Data Quality | beVault

This submodule allows the users to manage their data quality test on the raw data. This way, the different owners of the data can have a clear view of their data quality issues.

In this section, we will describe the data quality framework of beVault, how to manage the data quality tests, and how the users can use their tests' results.

Data Quality Framework

The purpose of Data Quality is to dispose of an unambiguous metric about the quality of the data used to produce information.
It ensures that the data we receive is “good enough” to be displayed in reporting for decision-makers and also to feed multiple other systems.

Indeed, those decision-makers cannot infer any conclusions from data if they are not confident enough that these data reflect the truth about their business. Thus, they cannot take any decisions based on non-qualitative data.

QI (Quality Indicators)

The purpose of the quality indicators is to establish a list as exhaustive as possible of useful quality controls.

Every quality control should be thought of so that its result is a true or false, 1 or 0 value.

1 is that the control passes (OK);
0 is that the control fails (NOT OK).

To be able to do so, we first need to understand what are the different components and characteristics of quality control.

Components

Quality control has 3 main components:

Business Concept
Quality level
Source System

Business Concept

The key business concepts (projects, products, clients, suppliers, invoice, etc.) need to be checked in terms of quality across the different source systems.

In the case of beVault, it can be either a hub or a link.

Quality levels

The quality levels described the different aspects that will be checked into the database(s) to control the data quality.

There exist 4 levels that we are going to control.

The principle behind the quality levels is that each level has a granularity depending on the previous levels. The first level is the most important one, as if this points out quality issues, other levels will also have quality issues.

Furthermore, the levels are also implying a priority between them. There is no need to look at level 3 quality controls if levels 1 and 2 are not verified first.

Here are the quality levels :

Quality levels	Data Quality Check Scope	Data Quality Description
Level 1	Form	Checks the form of ONE parameter ex: isdate(X)
Level 2	Intra-source	Checks the quality between more than one parameter in one single source ex: value X < Value Y; if status = ‘validated’ then amounts should be >0 and a probability between 0 and 100% defined.
Level 3	Inter-source	Checks the quality between more than one parameter in more than one source ex: Value (source1.X) < Value (source2.Y) : owner of the project in accounting = owner of the project in project management tool.
Level 4	Business plausibility	All other checks, including the experience of analysts to check for the value of a record ex: Value(X) < 10^6 or ABS (Value (source1.X)/Value (source2.Y))<130% or: this type of product cannot be sold to this type of client.

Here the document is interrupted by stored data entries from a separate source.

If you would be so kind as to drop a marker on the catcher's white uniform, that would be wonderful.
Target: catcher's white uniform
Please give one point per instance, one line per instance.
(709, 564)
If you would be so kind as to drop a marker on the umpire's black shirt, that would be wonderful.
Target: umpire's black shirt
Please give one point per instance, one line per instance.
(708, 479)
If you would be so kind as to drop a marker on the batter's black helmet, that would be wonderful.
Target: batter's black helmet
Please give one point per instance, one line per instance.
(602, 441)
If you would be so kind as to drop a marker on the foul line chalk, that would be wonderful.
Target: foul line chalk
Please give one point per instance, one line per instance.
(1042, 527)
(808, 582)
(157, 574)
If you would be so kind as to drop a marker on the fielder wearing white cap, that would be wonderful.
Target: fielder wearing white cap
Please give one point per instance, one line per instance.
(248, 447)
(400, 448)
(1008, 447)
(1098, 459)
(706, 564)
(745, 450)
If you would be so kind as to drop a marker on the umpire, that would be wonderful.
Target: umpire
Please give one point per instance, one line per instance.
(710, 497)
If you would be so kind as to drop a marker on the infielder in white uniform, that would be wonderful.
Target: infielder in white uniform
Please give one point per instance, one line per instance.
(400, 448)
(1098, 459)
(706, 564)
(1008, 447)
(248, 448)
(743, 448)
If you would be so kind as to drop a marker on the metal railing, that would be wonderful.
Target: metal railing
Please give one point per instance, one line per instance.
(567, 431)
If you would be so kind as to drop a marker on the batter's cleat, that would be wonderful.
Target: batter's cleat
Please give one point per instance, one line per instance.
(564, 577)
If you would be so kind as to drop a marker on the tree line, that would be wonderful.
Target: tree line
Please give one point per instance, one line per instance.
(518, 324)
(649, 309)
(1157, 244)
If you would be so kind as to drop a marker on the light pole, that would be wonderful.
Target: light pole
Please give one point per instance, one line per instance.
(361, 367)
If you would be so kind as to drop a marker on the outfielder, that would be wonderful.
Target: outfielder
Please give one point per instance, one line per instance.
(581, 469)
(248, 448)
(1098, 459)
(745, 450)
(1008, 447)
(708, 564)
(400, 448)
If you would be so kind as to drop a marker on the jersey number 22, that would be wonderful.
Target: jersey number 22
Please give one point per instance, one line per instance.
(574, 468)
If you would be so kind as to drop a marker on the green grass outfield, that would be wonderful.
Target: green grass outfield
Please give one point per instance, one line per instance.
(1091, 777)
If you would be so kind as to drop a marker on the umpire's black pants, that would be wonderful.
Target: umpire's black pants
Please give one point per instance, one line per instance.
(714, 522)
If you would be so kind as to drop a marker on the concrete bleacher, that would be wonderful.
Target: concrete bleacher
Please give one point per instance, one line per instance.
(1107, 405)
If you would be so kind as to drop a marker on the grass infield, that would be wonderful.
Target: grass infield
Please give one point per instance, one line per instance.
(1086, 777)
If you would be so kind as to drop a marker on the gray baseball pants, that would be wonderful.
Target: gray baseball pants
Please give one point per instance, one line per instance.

Level 1 = Form DQ Controls

The first level of quality controls aims to verify inside a particular source, across all the database records, if the required attributes of each key business concept exist and respect an appropriate format.

For instance, their purpose is to verify the format of a date or to verify the number of figures in a normalized identifier.

Examples:

has name (the field is not null);
has an ID (the field is not null);
has valid value (the values are either “true” or “false”),
has a valid name (the field always starts with a specific number or letter, the field contains a specific series of figures or letters, the field doesn’t contain specific terms such as “XXX” or “test”, etc.);
has a valid ID (the field always starts with a specific number or letter, the field contains a specific number of figures or letters, the field corresponds to a value of a specific referential, etc.).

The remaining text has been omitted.